El portavoz del Grupo Municipal Socialista, Paco Sanguino, reclamó al bipartito que dirige Barcala ya hace seis meses que aceptara hacerse cargo de la gestión del Parque del Mar una vez que la Autoridad Portuaria -concretamente su consejo de administración del Puerto- acordó cedérselo a Alicante. Transcurrido todo este tiempo, al fin el Alcalde ha accedido al mantenimiento del mismo, así como garantizar la inversión necesaria para reforzar la instalación de alumbrado, con lo que en otoño e invierno podrá prolongarse su apertura para disfrute de la ciudadanía.
Sanguino se congratula de la decisión del bipartito aunque como siempre haya llegado tarde a un tema que implica crear ciudad. El portavoz considera que el Parque del Mar es una pieza clave en el desarrollo del frente litoral, ya que viene a modular el acceso sur, el entorno de Casa Mediterráneo, el edificio de las harineras de Bufort y Cloquell y el entorno del futuro Centro de Congresos, entre otras cosas. “No entendí el porqué el Ayuntamiento se demoraba tanto en aceptar hacerse cargo de este importante enclave para la ciudad. Nosotros fuimos los primeros en reclamar a Barcala que aceptara el ofrecimiento del Puerto. Ha costado, pero se la logrado”.
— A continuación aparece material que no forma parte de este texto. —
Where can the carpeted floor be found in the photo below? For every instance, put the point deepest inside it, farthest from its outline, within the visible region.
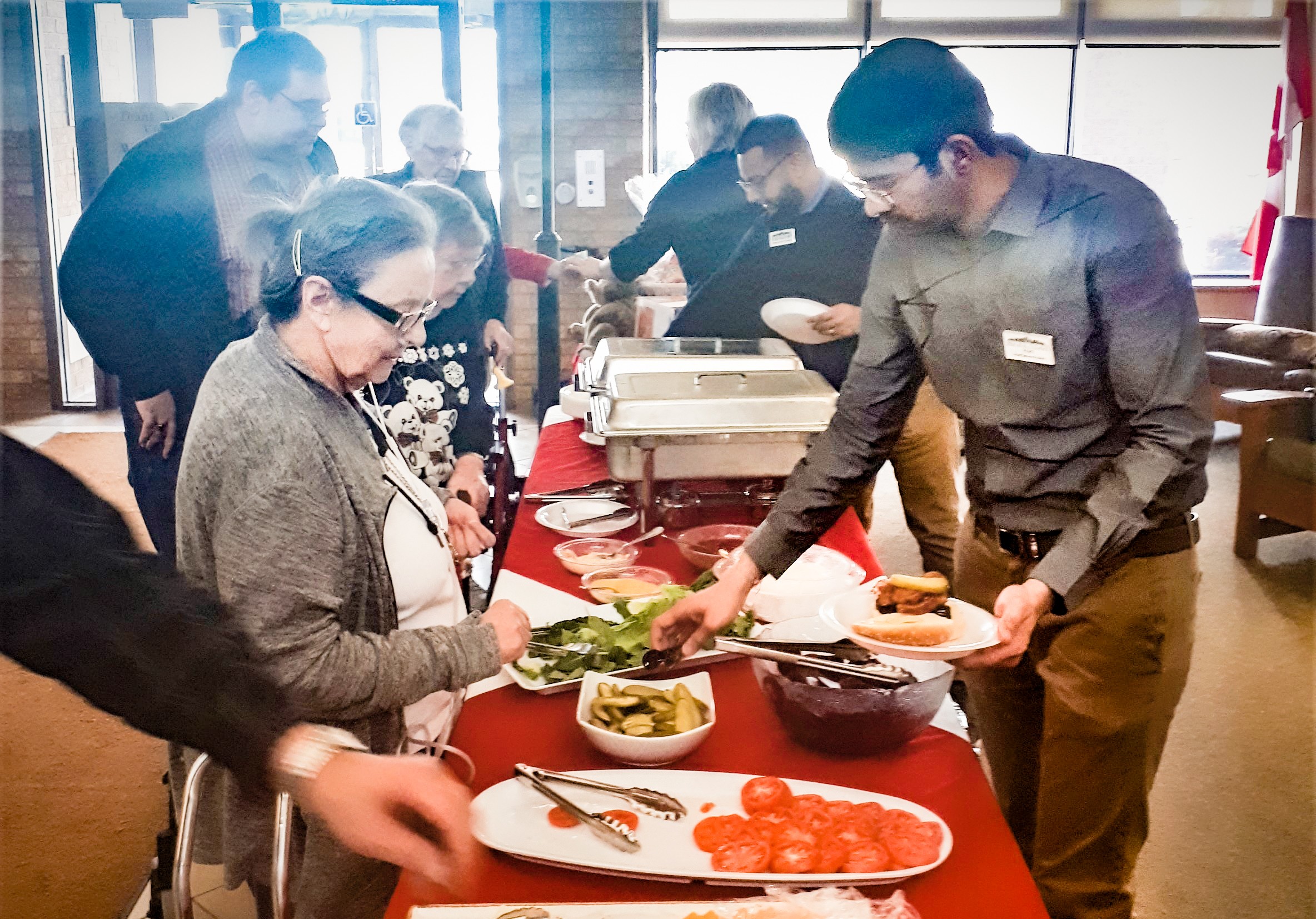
(1232, 814)
(82, 797)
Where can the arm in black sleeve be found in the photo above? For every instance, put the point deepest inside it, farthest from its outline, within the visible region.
(494, 303)
(112, 278)
(79, 603)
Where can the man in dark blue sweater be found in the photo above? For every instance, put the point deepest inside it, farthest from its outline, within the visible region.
(815, 241)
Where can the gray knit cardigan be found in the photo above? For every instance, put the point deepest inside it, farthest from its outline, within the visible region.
(281, 513)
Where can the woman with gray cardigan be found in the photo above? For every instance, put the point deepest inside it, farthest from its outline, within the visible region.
(296, 510)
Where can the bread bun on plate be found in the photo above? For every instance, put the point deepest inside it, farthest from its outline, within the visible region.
(911, 612)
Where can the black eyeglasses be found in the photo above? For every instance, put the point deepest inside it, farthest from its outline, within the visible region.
(403, 322)
(310, 108)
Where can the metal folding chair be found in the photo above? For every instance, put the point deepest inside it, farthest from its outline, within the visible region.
(280, 880)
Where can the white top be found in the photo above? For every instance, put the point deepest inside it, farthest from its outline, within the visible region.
(427, 592)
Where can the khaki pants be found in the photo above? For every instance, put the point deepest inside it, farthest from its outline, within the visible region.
(924, 460)
(1074, 734)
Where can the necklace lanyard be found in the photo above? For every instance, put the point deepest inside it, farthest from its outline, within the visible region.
(398, 473)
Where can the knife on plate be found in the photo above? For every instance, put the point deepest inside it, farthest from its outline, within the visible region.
(616, 835)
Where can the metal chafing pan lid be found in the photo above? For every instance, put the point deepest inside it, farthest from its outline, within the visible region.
(724, 402)
(621, 356)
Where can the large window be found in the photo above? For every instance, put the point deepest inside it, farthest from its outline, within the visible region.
(1177, 92)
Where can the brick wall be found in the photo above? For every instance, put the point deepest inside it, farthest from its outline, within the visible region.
(599, 99)
(24, 376)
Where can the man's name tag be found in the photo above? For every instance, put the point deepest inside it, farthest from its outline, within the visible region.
(1028, 347)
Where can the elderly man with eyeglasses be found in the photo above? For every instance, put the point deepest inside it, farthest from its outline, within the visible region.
(435, 138)
(156, 277)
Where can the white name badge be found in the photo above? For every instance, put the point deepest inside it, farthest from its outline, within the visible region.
(1028, 347)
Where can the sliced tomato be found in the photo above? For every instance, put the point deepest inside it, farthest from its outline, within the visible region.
(765, 793)
(832, 855)
(632, 821)
(560, 818)
(868, 859)
(794, 857)
(869, 818)
(914, 846)
(712, 832)
(841, 811)
(745, 856)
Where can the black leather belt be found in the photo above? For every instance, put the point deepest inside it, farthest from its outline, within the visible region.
(1174, 535)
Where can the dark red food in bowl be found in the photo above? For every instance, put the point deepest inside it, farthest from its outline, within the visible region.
(849, 721)
(703, 547)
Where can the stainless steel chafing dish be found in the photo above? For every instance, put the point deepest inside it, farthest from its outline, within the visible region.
(662, 427)
(615, 357)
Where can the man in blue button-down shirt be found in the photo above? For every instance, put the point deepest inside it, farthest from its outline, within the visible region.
(1046, 299)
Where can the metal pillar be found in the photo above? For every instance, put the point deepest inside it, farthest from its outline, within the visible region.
(548, 242)
(451, 38)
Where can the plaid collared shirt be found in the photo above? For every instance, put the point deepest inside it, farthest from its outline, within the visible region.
(242, 186)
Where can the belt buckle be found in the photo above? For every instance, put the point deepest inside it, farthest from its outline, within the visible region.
(1021, 544)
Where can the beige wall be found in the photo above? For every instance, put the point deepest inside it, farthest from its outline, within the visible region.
(599, 95)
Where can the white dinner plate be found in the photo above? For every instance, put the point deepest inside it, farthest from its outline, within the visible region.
(511, 817)
(789, 316)
(978, 627)
(607, 613)
(553, 516)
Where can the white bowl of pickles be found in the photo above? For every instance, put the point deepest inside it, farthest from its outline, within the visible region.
(646, 722)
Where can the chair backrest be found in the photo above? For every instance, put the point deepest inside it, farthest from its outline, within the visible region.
(1286, 289)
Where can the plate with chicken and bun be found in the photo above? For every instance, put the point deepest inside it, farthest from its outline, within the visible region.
(911, 617)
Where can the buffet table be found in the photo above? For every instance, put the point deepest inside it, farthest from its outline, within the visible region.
(984, 878)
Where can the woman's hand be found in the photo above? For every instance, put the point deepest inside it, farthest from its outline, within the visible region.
(469, 477)
(402, 809)
(512, 627)
(465, 531)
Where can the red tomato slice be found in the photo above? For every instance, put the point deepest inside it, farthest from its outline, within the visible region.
(745, 856)
(841, 811)
(915, 846)
(714, 832)
(560, 818)
(794, 857)
(869, 818)
(832, 856)
(765, 793)
(632, 821)
(868, 859)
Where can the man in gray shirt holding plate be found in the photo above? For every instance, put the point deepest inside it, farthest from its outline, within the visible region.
(1048, 302)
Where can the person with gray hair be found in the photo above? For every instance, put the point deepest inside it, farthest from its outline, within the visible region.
(700, 212)
(298, 511)
(435, 137)
(433, 402)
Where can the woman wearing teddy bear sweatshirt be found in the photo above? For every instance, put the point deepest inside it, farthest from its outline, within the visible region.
(435, 402)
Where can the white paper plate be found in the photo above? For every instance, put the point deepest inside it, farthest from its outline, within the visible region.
(789, 316)
(607, 613)
(553, 516)
(512, 818)
(859, 605)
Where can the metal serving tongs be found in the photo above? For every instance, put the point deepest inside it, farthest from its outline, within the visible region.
(617, 835)
(600, 489)
(885, 676)
(656, 803)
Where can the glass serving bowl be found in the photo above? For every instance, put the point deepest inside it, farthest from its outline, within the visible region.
(703, 547)
(625, 582)
(591, 555)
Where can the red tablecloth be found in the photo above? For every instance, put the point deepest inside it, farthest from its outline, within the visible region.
(984, 878)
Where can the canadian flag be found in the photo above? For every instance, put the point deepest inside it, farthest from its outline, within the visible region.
(1293, 105)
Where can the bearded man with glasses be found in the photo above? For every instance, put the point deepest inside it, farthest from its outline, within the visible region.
(156, 276)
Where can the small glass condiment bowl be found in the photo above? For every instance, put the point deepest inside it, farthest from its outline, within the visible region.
(570, 555)
(640, 573)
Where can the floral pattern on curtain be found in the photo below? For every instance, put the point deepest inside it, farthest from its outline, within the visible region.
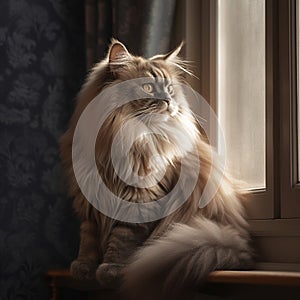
(144, 26)
(41, 69)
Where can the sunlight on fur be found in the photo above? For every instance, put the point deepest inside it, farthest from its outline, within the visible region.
(170, 257)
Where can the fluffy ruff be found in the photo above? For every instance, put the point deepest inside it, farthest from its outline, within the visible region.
(188, 244)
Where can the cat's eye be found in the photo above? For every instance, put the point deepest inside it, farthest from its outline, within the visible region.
(148, 87)
(170, 89)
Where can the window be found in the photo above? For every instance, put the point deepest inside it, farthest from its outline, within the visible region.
(247, 58)
(241, 87)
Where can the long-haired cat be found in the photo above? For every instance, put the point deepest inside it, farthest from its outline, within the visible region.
(153, 260)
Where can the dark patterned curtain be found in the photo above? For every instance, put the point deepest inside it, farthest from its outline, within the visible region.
(144, 26)
(42, 65)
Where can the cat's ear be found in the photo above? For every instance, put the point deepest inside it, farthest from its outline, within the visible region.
(174, 53)
(117, 52)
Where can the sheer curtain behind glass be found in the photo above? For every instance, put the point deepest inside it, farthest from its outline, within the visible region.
(241, 87)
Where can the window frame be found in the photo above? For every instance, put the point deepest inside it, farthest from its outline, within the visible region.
(274, 213)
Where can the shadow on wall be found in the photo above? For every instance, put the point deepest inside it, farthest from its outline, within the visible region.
(42, 66)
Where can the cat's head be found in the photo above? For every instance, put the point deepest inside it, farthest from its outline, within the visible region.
(158, 100)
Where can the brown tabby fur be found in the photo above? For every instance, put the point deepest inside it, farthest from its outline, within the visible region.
(108, 247)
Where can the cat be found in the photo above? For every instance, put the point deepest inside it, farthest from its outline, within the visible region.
(159, 258)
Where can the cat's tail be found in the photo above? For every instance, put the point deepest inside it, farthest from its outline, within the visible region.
(183, 258)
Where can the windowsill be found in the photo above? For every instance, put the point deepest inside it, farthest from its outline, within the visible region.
(62, 278)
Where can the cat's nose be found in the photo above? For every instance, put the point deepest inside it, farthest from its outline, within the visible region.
(167, 101)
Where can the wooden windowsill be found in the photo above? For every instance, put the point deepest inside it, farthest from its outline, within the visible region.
(63, 278)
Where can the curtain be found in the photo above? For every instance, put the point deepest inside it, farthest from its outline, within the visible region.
(41, 69)
(144, 26)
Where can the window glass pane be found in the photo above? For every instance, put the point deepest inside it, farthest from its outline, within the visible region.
(241, 87)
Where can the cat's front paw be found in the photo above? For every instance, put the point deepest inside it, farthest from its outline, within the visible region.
(83, 269)
(109, 275)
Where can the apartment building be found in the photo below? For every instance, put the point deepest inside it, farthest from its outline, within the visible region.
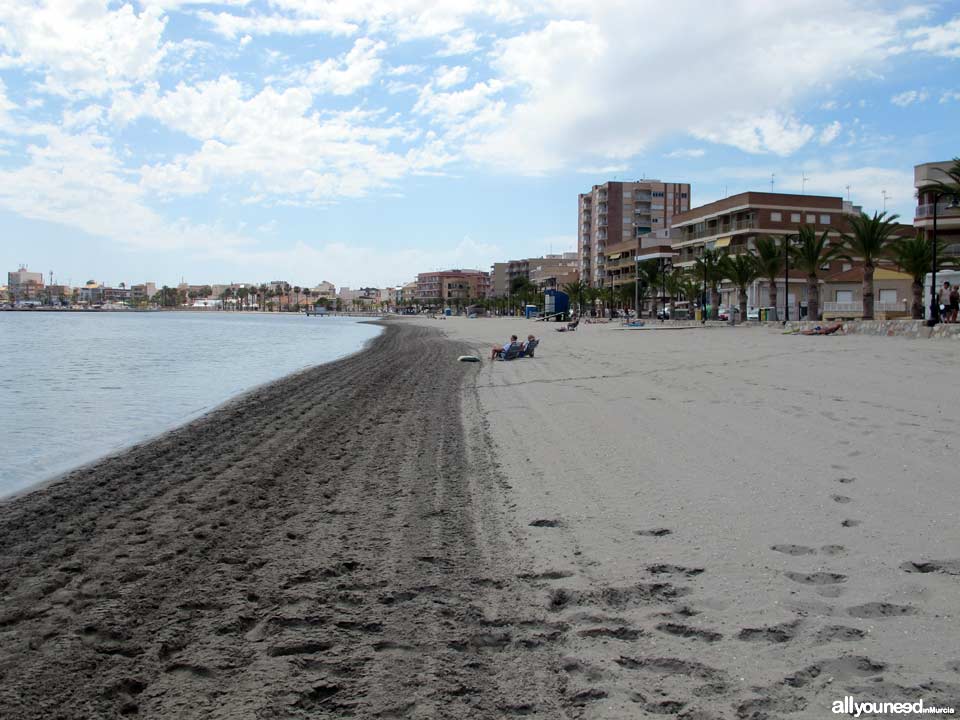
(24, 285)
(948, 219)
(553, 270)
(733, 225)
(616, 220)
(452, 286)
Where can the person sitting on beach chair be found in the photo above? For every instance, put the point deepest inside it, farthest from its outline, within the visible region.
(821, 330)
(498, 349)
(529, 346)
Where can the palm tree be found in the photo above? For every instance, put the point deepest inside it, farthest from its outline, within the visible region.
(868, 242)
(769, 259)
(741, 270)
(809, 254)
(708, 267)
(914, 256)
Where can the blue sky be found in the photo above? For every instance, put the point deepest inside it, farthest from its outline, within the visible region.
(362, 141)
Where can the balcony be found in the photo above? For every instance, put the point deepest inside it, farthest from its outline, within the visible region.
(943, 211)
(855, 309)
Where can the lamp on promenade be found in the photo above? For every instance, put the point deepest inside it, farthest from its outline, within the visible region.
(786, 276)
(954, 204)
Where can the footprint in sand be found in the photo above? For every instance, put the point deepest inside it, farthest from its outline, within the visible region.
(880, 610)
(947, 567)
(840, 633)
(784, 632)
(793, 549)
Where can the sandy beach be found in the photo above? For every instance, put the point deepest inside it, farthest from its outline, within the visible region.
(706, 523)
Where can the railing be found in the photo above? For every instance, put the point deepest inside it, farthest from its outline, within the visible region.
(856, 308)
(943, 210)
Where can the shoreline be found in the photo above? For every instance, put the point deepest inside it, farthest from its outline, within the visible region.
(332, 545)
(179, 424)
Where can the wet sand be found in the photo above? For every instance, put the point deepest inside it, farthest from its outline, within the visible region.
(336, 544)
(720, 523)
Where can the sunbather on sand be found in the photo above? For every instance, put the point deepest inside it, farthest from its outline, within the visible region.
(821, 330)
(497, 349)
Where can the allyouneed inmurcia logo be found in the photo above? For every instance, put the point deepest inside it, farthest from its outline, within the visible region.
(849, 706)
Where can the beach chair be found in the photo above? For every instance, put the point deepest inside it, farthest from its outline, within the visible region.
(512, 352)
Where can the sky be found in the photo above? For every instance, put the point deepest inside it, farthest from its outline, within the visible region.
(363, 141)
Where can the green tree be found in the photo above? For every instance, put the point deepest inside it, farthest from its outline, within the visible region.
(868, 242)
(809, 254)
(708, 271)
(769, 259)
(741, 270)
(914, 256)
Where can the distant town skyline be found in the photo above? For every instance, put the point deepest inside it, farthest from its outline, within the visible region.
(363, 143)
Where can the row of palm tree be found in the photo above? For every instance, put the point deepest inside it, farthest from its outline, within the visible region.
(871, 241)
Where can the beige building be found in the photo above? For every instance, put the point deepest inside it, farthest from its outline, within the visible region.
(948, 218)
(618, 219)
(547, 271)
(24, 285)
(452, 287)
(841, 294)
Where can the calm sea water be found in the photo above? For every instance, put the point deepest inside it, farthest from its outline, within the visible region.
(76, 386)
El portavoz municipal recuerda que los socialistas están trabajando porque este parque sea del barrio desde 2013, cuando el concejal Manuel Marín Díaz ya solicitaba acceso para los vecinos. Es decir, casi han tendido que pasar diez años para que se haga realidad una vieja reivindicación de toda la zona sur de la ciudad.
En este sentido, recordar que la Asociación de Vecinos Parque del Mar registró hace más de seis meses por escrito, una solicitud para que el Ayuntamiento pidiera por escrito a Adif la autorización para crear un par de pasos a nivel de apenes 15 metros para poder habilitar unos accesos provisionales al Parque del Mar, así como que se coordinara con la Autoridad Portuaria de Alicante para la apertura de ese par de accesos en los lugares indicados, el primero a la altura de la calle Federico Mayo y el segundo, a la altura de la calle Brasil.